Route: Hochjochhospiz (2.413) – Hochjochferner – Fineilspitze (3.514 m) – Abstieg über die gleiche Route mit Abstecher zum Ötzi-Denkmal; Höhenmeter ca.1400 m; Gehzeit ca. 8 h.

Nach ca. 2 Stunden Aufstieg auf markiertem Wanderweg Richtung Saykogel teilten wir uns in drei Seilschaften. Wir liefen auf der Westseite des Hochjochferner-Gletschers und waren permanent auf Sichtweite zueinander. Die kompetenten FÜ-Leiter Gerhard Werling und Wolfgang Brunke sowie Lothar Cron führten uns professionell. Der Hochjochferner zeigte sich recht aper. Wenige auffällige Spalten zwangen uns nur zu kleineren Sprüngen. Trotz des wolkenlosen Himmels blieben bei den meisten Gehern die Jacken bis zum Hauslabjoch an. Wir passierten das Joch Richtung Norden und erreichten die eisfreie Fineil-Zone über dem kleinen See. Dort deponierten wir Steigeisen und weiteres Überflüssiges zum Gipfel-Sturm. Der Aufstieg über den Ostgrat war selten ausgesetzt; Niemand hatte dabei Schwierigkeiten, aber Jeder war bei dieser Blockkletterei hoch konzentriert (Schwierigkeit bis UIAA-Grad 2).
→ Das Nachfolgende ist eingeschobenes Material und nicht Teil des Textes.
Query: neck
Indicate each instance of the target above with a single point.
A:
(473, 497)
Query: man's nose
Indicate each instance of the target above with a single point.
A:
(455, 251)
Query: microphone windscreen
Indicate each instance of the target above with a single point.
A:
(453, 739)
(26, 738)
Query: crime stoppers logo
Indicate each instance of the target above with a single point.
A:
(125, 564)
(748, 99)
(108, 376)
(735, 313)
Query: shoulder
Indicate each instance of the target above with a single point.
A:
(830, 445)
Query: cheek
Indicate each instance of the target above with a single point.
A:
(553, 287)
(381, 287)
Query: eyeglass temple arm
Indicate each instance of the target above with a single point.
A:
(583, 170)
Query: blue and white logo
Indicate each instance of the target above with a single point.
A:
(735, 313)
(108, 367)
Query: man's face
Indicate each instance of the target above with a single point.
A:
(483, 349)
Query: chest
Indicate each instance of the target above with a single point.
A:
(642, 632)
Am Gipfelkreuz gab es auf wenigen Quadratmetern ausschließlich strahlende Gesichter. Die Rundum-Sicht auf die majestätischen Ötztaler-Gipfel war sagenhaft. Unsere jungen Bergfreunde, die das erste Mal dabei waren, staunten über die neu-erlebte Bergwelt und über sich selbst, denn sie hatten verblüffend gute Kondition und Coolness bewiesen. Auch die etwas älteren Semester standen „ihren Mann“ und spielten ihre Erfahrung aus.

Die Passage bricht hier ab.